例えば、株価が10%下落した場合、転換価格も10%下落するというように、株価の変動率を反映して転換価格が修正されます。
ただし、転換価格の修正幅には、上限が設定されている場合もあります。
転換価格の修正幅は、発行企業が投資家との協議によって決定されます。
修正幅 | 内容 |
---|---|
株価変動率反映 | 株価が10%下落した場合、転換価格も10%下落など、株価の変動率を反映して修正 |
上限設定 | 転換価格の修正幅には、上限が設定されている場合もある |
2-4. まとめ
下方修正条項付きCBの転換価格は、株価の変動に応じて修正されます。修正方法は、株価が転換価格から一定割合以上乖離した場合に修正される方法と、特定の日の株価を基準に修正される方法があります。
転換価格の修正タイミングは、一定期間経過後や株価が一定の条件を満たした場合など、銘柄によって異なります。
転換価格の修正幅は、一般的には、株価の変動率を一定の割合で反映するように設定されますが、上限が設定されている場合もあります。
下方修正条項付きCBの仕組みは、銘柄によって異なるため、投資を行う際には、事前に転換価格の修正方法、タイミング、幅などを確認することが重要です。
3. 下方修正条項の影響
3-1. 株価への影響
下方修正条項付きCBは、株価に様々な影響を与える可能性があります。
まず、株価が下落した場合、転換価格が下方修正されることで、投資家はより多くの株式を取得できる可能性が高まります。そのため、投資家は、株価が下落しても、損失を軽減できるという期待感を持つことができます。

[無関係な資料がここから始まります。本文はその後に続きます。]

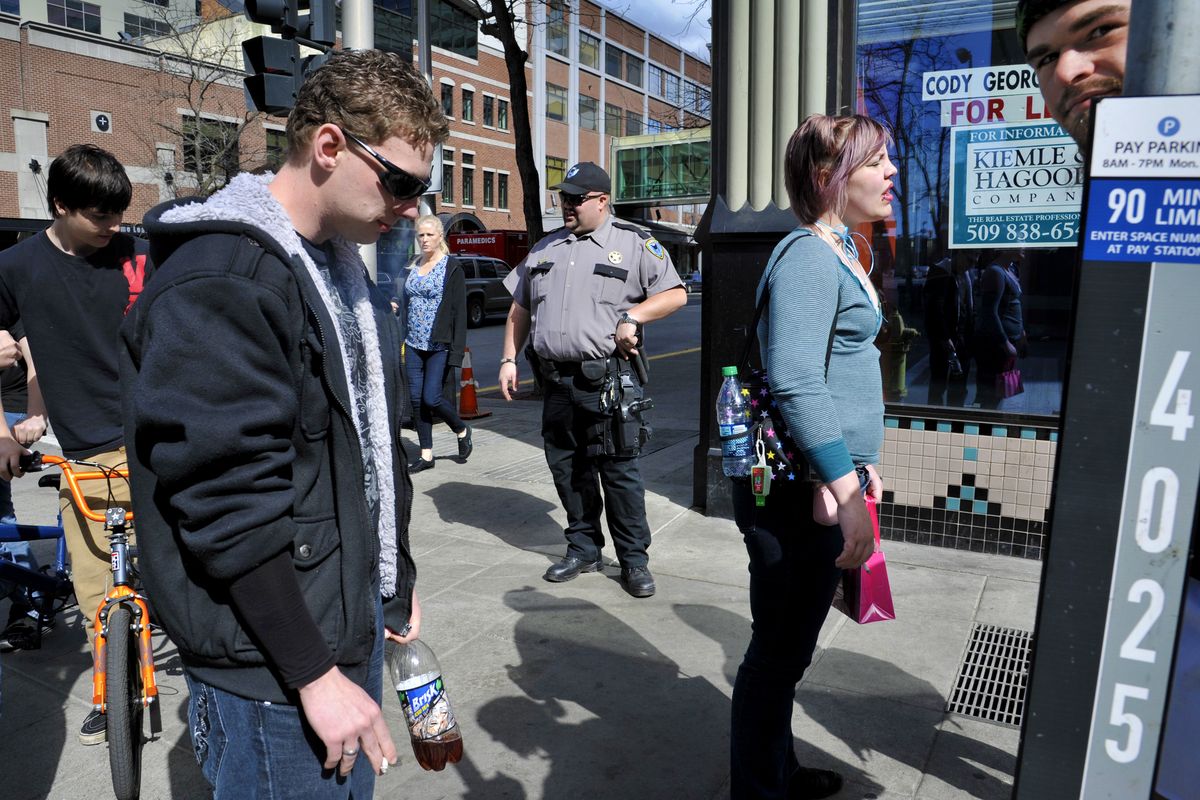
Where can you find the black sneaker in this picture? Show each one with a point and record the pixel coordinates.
(810, 783)
(420, 465)
(94, 729)
(23, 635)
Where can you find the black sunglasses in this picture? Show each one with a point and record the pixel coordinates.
(400, 184)
(577, 199)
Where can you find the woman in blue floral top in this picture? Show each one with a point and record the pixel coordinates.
(435, 298)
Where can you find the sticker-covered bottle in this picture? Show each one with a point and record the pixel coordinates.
(417, 677)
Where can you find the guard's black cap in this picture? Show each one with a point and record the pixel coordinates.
(1029, 12)
(583, 178)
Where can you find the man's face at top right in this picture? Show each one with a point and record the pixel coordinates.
(1079, 55)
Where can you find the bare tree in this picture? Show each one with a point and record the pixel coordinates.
(198, 94)
(501, 20)
(892, 96)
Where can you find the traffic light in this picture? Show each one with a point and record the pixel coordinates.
(275, 73)
(273, 64)
(317, 28)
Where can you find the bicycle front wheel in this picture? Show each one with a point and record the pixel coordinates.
(123, 702)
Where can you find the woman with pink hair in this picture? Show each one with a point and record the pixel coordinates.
(817, 344)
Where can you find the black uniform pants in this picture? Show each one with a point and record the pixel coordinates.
(570, 423)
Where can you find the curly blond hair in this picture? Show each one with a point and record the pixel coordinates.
(371, 94)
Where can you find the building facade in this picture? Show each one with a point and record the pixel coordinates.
(988, 186)
(124, 74)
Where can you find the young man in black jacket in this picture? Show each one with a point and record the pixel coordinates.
(71, 287)
(262, 394)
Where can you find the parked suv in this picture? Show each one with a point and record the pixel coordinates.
(485, 287)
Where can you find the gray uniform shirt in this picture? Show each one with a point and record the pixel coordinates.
(576, 288)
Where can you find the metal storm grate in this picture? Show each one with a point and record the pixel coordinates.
(994, 675)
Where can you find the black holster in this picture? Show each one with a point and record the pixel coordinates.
(623, 400)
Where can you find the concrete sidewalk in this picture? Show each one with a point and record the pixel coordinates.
(579, 691)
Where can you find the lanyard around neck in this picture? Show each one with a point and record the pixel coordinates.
(844, 236)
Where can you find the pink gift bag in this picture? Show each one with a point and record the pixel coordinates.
(864, 594)
(1008, 383)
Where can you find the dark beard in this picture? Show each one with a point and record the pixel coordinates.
(1079, 127)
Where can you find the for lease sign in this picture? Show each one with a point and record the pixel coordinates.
(1015, 175)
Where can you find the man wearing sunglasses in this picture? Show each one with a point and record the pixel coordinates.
(262, 386)
(582, 295)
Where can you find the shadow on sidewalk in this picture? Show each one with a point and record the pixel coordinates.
(869, 723)
(607, 711)
(519, 519)
(35, 722)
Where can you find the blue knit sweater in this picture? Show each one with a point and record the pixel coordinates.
(838, 422)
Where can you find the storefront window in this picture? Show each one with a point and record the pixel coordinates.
(976, 268)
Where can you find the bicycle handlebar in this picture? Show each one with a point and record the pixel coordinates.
(36, 462)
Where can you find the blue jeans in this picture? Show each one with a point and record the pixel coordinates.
(426, 373)
(792, 582)
(250, 750)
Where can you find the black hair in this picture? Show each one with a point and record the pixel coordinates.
(85, 176)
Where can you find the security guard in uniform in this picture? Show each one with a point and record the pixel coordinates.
(583, 293)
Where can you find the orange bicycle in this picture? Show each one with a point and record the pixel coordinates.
(123, 683)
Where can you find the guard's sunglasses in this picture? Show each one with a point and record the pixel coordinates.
(400, 184)
(577, 199)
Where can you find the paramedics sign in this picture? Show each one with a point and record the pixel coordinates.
(1015, 175)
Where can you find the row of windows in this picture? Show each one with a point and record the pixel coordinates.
(615, 118)
(627, 66)
(496, 109)
(73, 13)
(138, 26)
(678, 92)
(85, 17)
(496, 185)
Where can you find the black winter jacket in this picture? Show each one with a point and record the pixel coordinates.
(450, 324)
(252, 451)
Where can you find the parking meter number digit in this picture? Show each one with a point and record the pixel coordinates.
(1122, 719)
(1132, 647)
(1155, 529)
(1180, 421)
(1132, 203)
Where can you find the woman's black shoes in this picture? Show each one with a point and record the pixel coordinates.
(465, 445)
(810, 783)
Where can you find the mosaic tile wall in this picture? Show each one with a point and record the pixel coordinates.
(970, 486)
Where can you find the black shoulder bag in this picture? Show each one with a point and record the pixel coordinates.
(787, 462)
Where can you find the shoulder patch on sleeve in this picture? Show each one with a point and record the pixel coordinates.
(628, 226)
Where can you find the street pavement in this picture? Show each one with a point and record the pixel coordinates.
(579, 691)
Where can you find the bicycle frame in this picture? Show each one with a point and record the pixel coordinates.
(123, 593)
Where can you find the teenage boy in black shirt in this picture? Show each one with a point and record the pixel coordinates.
(71, 287)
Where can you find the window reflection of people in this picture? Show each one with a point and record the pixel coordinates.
(949, 325)
(1000, 329)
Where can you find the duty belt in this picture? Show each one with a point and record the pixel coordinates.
(553, 370)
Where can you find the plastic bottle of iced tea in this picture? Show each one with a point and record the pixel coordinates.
(417, 677)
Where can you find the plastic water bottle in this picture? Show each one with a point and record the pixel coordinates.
(431, 725)
(737, 450)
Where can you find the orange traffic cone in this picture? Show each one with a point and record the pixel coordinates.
(468, 407)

しかし、転換価格が下方修正されると、発行済株式数が増加し、株式の希薄化が進む可能性があります。株式の希薄化は、1株当たりの利益(EPS)を減少させるため、株価の下落要因となる可能性があります。
また、下方修正条項の存在は、投資家にとって、株価が下落するリスクを軽減する効果がある一方で、企業にとっては、株価が下落した場合でも、株式への転換を促進し、資金調達コストを抑えることができるというメリットがあります。そのため、企業は、下方修正条項付きCBを発行することで、株価が下落した場合でも、資金調達を円滑に行うことができる可能性があります。
影響 | 内容 |
---|---|
株価下落 | 転換価格が下方修正され、投資家はより多くの株式を取得できる可能性が高まる。しかし、株式の希薄化が進む可能性もある |
株価上昇 | 転換価格が上方修正され、投資家はより少ない株式を取得することになる。しかし、企業は資金調達コストを抑えることができる |
その他 | 下方修正条項の存在は、投資家にとって、株価が下落するリスクを軽減する効果がある一方で、企業にとっては、株価が下落した場合でも、株式への転換を促進し、資金調達コストを抑えることができるというメリットがある |
3-2. 投資家への影響
下方修正条項付きCBは、投資家にとって、株価の下落リスクを軽減する効果があります。
株価が下落した場合でも、転換価格が下方修正されることで、投資家はより多くの株式を取得できる可能性が高まります。そのため、投資家は、株価が下落しても、損失を軽減できるという期待感を持つことができます。
しかし、下方修正条項は、投資家にとって、転換後の株式数が大幅に増加し、株式の希薄化が進む可能性があるというリスクも孕んでいます。株式の希薄化は、1株当たりの利益(EPS)を減少させるため、株価の下落要因となる可能性があります。
そのため、投資家は、下方修正条項付きCBの特性を十分に理解し、自身の投資戦略に合わせて活用することが重要です。
影響 | 内容 |
---|---|
メリット | 株価の下落リスクを軽減できる |
デメリット | 株式の希薄化が進むリスクがある |
3-3. 企業への影響
下方修正条項付きCBは、企業にとって、資金調達コストを抑えることができるというメリットがあります。
株価が下落した場合でも、転換価格を下方修正することで、株式への転換を促進し、資金調達コストを抑えることができます。
また、下方修正条項は、投資家にとって、株価が下落するリスクを軽減する効果があるため、企業は、より有利な条件で資金を調達できる可能性があります。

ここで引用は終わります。